Ashton Osborne was working at the store when Liddle walked in, she said in an interview. She had recently seen his Facebook post with the note from the medical provider.
“He knew coming out in public was not a good idea to do,” Osborne said. “So the moment I saw him,” she said, “I got hold of my boss and told her.”
Osborne said the gas station was the “busiest it had been in days.”
“We have elderly people who come in here. It is a small, homegrown town, and it is an old, old town with old people,” she said. “I have been checking my temperature every few hours just to make sure and if I see any signs myself I will stay home.”

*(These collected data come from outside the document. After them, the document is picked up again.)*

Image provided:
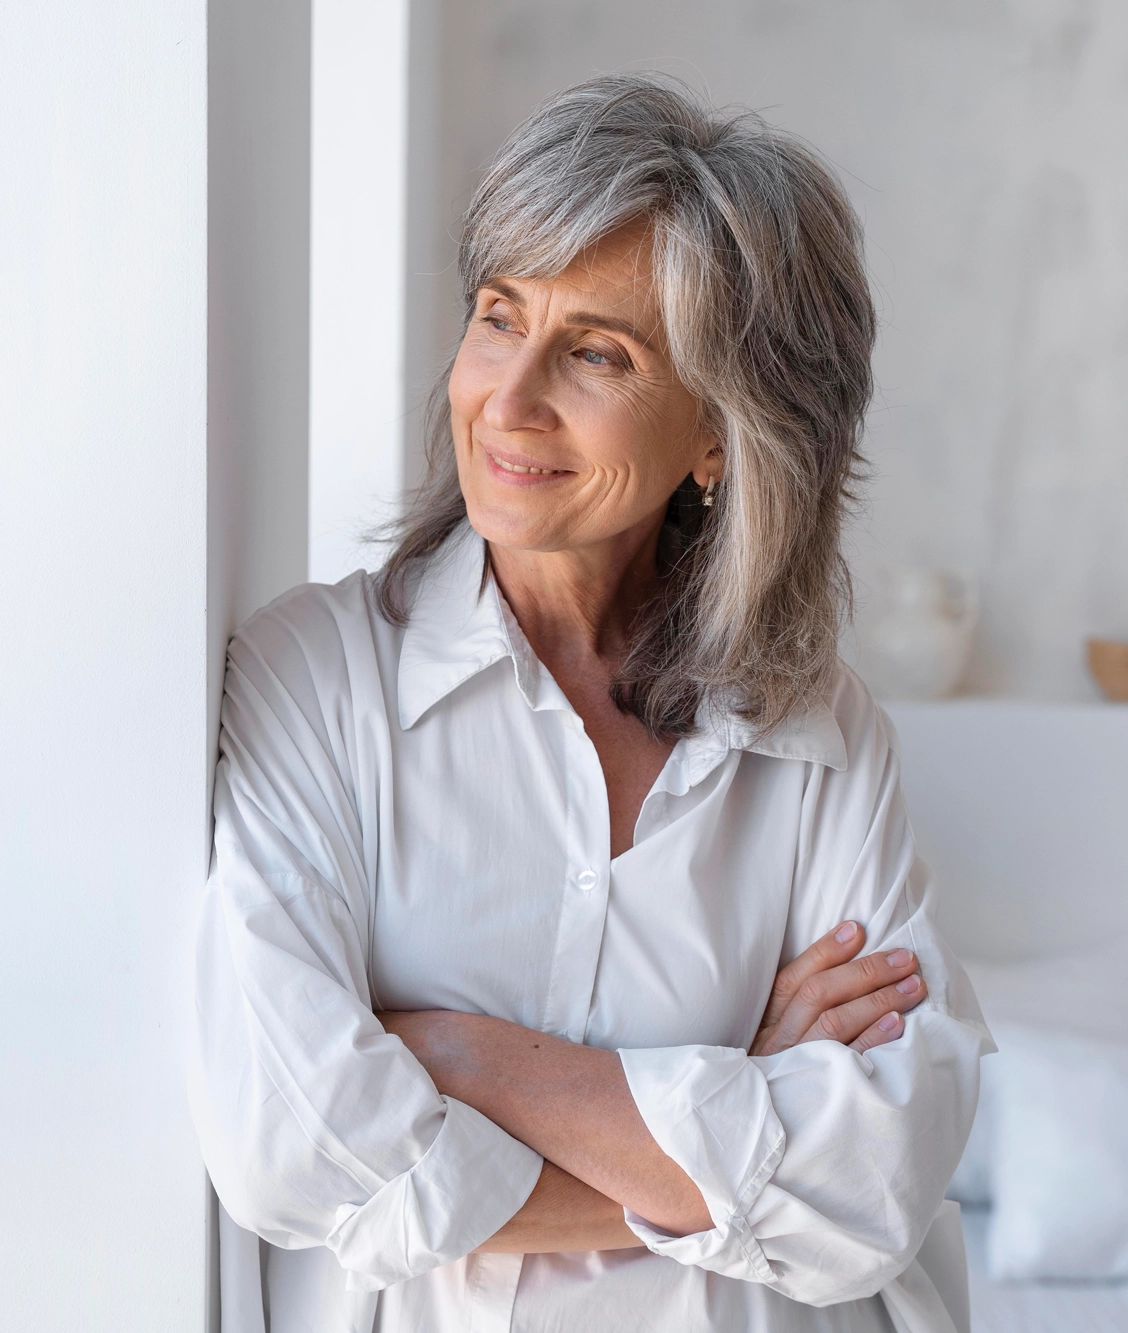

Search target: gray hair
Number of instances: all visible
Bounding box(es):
[375,73,875,737]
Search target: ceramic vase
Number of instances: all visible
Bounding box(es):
[864,567,978,700]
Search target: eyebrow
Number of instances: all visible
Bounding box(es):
[481,280,653,347]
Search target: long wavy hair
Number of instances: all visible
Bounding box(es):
[374,74,875,738]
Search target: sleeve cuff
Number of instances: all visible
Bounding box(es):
[325,1095,542,1290]
[618,1044,785,1280]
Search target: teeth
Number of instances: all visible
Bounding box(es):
[490,453,562,476]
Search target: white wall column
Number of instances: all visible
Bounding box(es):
[0,1,312,1327]
[308,0,410,583]
[208,0,312,687]
[0,4,210,1328]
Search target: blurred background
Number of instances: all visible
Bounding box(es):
[2,2,1126,1329]
[394,0,1128,704]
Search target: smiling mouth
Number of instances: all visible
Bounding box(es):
[488,452,566,476]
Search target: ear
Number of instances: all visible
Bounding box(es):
[690,437,724,491]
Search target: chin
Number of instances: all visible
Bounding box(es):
[464,496,569,553]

That evening, The Gas Station posted on its Facebook page that it was “bleaching every surface” in the store and, without naming Liddle, called his behavior “absolutely unacceptable.”
Liddle, a satellite TV installer, said he obeyed the order by staying home from work during the isolation period. “I didn’t even realize there was a crime I was committing,” said Liddle, who says he has never previously been charged with a crime. “I am not out there robbing anyone or committing a crime. I get up every day and go to work — or I used to.”
He said his symptoms never worsened, and he feels confident he doesn’t have the virus. He said he doesn’t understand why he’s being charged. He said he never was interviewed by the state’s attorney or other law enforcement.
“I am not trying to downplay the fact that this is something major. It is very concerning for a lot of people,” Liddle said. “I get that people are afraid, but I am not going to go out and willingly get people sick.”
Liddle, who was charged Friday, has been ordered to appear in court in May, court records show.
If convicted, he could face a maximum fine of $2,500 and up to a year’s imprisonment.
The Jasper County state’s attorney’s office investigated the incident along with the county Health Department and contacted the man’s health care provider, Miller said in the release. He also added that he is working with the county Health Department and local law enforcement “to monitor compliance with COVID-19 safety precautions.”
“I am not releasing this information in order to cause panic which is why names and locations have been excluded, however, I want Jasper County residents to know that public health is something I take very seriously and blatant acts of disregard for others safety will not be tolerated,” Miller wrote. “Stay safe, stay healthy, wash your hands, and [let’s] all continue to pray and care for each other.”
ProPublica researcher Doris Burke contributed to this report.
Correction, March 30, 2020: This story originally misstated the job of the person who saw Jason Liddle at a respiratory clinic. It was a nurse practitioner, not a doctor.